DYING LIGHT AND OTHER STORIES
by Donald Hays
MacAdam/Cage (2005) 261 pages, $23
ISBN 1-59692-125-0, Fiction

It is no surprise that some of the stories from Donald Hays’ Dying Light and Other Stories have appeared in numerous journals. The title story “Dying Light” was selected for New Stories of the South: The Year’s Best 2003. Hays collection is a dark and disturbing look at everyday life. With black humor and distinctive voices, these stories explore the complexities of relationships, the duty they require, the pain of loss, and the power of forgiveness.

The ten-story collection begins with “Rites of Love,” a story of a woman, Elizabeth, who lives with the emptiness of the sudden death of her college-aged son and a marriage more of “desperation than devotion.” After losing her son in a car accident, she turns to her high school sweetheart, Monty, an invalid paralyzed by a high school football injury. Hays’ strengths are in the details and the ability to say something simply, yet meaningful.
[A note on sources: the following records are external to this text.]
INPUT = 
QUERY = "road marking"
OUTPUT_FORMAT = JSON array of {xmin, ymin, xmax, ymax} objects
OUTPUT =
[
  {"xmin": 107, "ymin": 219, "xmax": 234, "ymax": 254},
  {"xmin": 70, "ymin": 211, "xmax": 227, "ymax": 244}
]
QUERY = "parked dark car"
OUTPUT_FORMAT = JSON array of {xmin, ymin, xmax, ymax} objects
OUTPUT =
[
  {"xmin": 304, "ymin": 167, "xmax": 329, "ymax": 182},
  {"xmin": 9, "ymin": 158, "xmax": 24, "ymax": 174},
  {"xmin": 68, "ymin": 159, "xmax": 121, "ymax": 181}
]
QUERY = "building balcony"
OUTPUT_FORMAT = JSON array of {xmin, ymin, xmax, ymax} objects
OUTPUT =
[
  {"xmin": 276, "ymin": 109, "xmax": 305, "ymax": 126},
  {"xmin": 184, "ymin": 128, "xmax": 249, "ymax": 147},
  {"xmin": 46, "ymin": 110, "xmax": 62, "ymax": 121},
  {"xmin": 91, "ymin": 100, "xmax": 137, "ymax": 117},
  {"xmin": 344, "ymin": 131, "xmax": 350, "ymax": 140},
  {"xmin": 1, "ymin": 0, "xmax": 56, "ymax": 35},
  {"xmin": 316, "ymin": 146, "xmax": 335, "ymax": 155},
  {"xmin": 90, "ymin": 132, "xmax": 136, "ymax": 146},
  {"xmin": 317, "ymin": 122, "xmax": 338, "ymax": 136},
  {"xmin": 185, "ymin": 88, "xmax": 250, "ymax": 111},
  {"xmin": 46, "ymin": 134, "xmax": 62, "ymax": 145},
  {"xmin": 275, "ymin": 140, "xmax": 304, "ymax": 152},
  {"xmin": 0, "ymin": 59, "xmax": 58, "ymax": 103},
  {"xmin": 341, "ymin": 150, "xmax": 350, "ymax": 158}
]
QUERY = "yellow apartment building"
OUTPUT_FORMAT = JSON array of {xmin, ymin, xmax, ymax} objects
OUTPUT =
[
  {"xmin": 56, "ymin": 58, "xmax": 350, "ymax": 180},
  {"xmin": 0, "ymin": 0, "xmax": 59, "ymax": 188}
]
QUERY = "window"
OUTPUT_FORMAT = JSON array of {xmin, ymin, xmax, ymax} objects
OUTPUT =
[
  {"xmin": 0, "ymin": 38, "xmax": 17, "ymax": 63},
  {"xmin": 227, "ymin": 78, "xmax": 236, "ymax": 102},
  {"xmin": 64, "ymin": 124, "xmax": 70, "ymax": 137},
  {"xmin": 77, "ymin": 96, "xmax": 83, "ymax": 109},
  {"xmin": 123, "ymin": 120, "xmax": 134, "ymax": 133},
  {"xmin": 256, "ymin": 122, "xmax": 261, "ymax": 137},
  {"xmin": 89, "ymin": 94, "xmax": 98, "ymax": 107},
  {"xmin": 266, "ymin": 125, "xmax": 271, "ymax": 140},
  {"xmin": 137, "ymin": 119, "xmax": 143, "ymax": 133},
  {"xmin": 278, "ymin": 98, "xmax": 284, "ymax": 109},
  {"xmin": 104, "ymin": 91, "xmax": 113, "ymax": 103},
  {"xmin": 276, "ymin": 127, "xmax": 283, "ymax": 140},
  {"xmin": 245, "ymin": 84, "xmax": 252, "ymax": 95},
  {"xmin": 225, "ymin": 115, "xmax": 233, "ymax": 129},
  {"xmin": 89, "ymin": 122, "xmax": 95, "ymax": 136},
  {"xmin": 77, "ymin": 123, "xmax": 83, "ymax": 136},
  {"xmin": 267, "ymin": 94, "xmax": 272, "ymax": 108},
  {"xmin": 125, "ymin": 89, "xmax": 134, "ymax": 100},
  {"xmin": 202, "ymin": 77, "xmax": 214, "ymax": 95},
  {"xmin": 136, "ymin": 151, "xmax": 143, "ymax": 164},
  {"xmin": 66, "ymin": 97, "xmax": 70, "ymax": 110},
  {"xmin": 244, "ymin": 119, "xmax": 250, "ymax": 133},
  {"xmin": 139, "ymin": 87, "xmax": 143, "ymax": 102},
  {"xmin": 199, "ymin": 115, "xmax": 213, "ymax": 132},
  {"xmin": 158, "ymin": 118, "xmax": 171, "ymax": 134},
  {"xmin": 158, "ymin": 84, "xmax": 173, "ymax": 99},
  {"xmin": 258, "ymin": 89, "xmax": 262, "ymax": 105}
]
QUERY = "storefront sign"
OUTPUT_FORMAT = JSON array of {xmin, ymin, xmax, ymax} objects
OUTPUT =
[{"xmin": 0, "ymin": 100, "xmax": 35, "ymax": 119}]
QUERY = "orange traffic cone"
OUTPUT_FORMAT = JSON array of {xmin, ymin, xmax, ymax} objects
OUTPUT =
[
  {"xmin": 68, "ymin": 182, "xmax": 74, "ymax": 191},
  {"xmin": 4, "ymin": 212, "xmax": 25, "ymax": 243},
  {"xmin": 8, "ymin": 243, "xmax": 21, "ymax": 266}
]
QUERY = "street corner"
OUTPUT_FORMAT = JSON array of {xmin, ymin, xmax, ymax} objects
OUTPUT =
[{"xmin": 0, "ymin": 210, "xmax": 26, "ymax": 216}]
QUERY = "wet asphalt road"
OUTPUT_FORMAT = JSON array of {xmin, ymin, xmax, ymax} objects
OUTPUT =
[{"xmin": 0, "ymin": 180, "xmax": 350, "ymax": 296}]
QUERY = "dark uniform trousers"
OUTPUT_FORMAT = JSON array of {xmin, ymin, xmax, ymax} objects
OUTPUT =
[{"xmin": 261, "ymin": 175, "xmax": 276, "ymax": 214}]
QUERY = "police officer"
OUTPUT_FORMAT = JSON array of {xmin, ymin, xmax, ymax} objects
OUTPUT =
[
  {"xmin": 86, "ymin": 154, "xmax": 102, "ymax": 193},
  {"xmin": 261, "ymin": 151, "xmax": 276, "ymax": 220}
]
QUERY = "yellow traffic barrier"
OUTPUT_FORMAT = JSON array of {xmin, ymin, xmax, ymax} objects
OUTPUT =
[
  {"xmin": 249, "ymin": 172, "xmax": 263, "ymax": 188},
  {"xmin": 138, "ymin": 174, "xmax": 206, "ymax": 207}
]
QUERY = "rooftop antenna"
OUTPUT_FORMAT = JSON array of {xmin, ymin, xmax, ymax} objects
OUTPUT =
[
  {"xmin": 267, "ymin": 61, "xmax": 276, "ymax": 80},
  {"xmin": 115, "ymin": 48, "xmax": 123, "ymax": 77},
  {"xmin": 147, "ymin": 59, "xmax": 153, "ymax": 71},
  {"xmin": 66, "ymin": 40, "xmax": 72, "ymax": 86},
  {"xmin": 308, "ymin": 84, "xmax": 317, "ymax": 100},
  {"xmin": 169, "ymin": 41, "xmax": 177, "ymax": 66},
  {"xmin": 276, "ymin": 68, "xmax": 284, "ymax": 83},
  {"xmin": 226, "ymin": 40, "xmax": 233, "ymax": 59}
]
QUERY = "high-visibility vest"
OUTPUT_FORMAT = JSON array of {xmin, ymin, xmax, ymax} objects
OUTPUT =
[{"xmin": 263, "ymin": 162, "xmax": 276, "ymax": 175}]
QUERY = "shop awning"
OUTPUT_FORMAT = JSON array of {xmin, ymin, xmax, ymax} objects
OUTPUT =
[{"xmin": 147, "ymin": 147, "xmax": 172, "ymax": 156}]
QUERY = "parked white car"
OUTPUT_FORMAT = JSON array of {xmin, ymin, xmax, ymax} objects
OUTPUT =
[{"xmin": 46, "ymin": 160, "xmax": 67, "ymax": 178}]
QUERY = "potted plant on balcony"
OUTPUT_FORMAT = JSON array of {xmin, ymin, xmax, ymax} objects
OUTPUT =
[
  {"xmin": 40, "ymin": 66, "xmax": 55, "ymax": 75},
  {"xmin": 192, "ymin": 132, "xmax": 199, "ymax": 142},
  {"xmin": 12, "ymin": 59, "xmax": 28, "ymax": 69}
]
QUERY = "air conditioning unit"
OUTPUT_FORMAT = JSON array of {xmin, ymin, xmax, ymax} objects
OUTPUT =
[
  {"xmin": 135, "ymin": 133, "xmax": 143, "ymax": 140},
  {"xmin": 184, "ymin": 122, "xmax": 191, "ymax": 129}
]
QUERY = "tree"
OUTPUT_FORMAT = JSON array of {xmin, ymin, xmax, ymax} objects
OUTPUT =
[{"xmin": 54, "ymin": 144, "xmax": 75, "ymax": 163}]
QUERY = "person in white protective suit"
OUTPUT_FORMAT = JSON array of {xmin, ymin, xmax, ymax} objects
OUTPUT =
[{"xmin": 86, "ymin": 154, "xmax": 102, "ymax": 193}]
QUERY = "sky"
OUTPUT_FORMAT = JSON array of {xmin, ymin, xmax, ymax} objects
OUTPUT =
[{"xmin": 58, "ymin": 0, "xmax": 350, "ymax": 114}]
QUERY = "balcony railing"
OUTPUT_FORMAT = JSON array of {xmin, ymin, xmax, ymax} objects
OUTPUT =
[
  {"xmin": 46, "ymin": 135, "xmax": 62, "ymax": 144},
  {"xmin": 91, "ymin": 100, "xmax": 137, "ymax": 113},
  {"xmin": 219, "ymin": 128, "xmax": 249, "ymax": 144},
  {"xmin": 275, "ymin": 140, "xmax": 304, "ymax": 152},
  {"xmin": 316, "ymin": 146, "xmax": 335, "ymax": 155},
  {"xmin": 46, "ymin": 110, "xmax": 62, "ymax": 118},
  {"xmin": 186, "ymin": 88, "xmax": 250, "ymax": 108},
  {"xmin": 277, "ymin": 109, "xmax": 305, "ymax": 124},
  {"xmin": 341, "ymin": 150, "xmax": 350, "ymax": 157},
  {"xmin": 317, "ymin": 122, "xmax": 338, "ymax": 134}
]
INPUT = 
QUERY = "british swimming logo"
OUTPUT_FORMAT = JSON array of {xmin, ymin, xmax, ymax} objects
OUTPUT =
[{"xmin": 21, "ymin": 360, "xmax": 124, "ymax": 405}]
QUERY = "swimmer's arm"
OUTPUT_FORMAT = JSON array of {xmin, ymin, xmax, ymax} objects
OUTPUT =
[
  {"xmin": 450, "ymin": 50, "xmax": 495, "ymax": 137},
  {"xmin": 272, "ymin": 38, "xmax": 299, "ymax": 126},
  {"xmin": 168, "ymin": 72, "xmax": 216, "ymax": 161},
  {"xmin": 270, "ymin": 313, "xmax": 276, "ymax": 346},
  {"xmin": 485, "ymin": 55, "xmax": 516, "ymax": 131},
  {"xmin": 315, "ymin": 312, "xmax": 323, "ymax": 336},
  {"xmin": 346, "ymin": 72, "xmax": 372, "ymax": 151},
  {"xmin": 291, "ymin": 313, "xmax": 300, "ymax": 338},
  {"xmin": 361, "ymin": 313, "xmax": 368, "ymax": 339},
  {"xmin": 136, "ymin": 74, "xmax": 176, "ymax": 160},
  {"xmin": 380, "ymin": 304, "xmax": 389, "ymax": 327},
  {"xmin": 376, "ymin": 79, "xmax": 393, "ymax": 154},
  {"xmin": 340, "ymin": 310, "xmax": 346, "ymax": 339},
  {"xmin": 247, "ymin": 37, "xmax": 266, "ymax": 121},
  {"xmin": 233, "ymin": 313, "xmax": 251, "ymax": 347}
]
He describes a typical afternoon from Monty and Elizabeth’s youth: “They’d tether their horses and picnic on the bluff, a sandwich, a coke, an apple, and in the romantic way of the young, speak softly of the dead behind them.” Years later when Elizabeth holds Monty’s ashes in her hand, she comes full circle, noticing the texture, “the uneven grain.” Monty is the memory of what they could have been and the broken reality of who they became. It is a metaphor that Hays will revisit often.

In “Why He Did It,” a father exposes himself to his stepdaughter in an attempt to protect his biological son from her advances. Consequently, his wife loses custody of his daughter, the protagonist eventually loses his wife and slips into a mid-life crisis. In the story “Material,” a creative writing professor has an adulterous affair with a student, is caught, and loses his wife and lover. In “Salvage,” a husband leaves his comatose wife’s bedside to travel back to another woman he has loved for sixty years. We are left wondering how we should feel about a husband who would marry one woman, pine for another, and leave when his wife is at her weakest. Marriage seems to be a tricky business for many of the characters in this collection. They either fail at marriage, or unhappily succumb, often times seemingly because of duty.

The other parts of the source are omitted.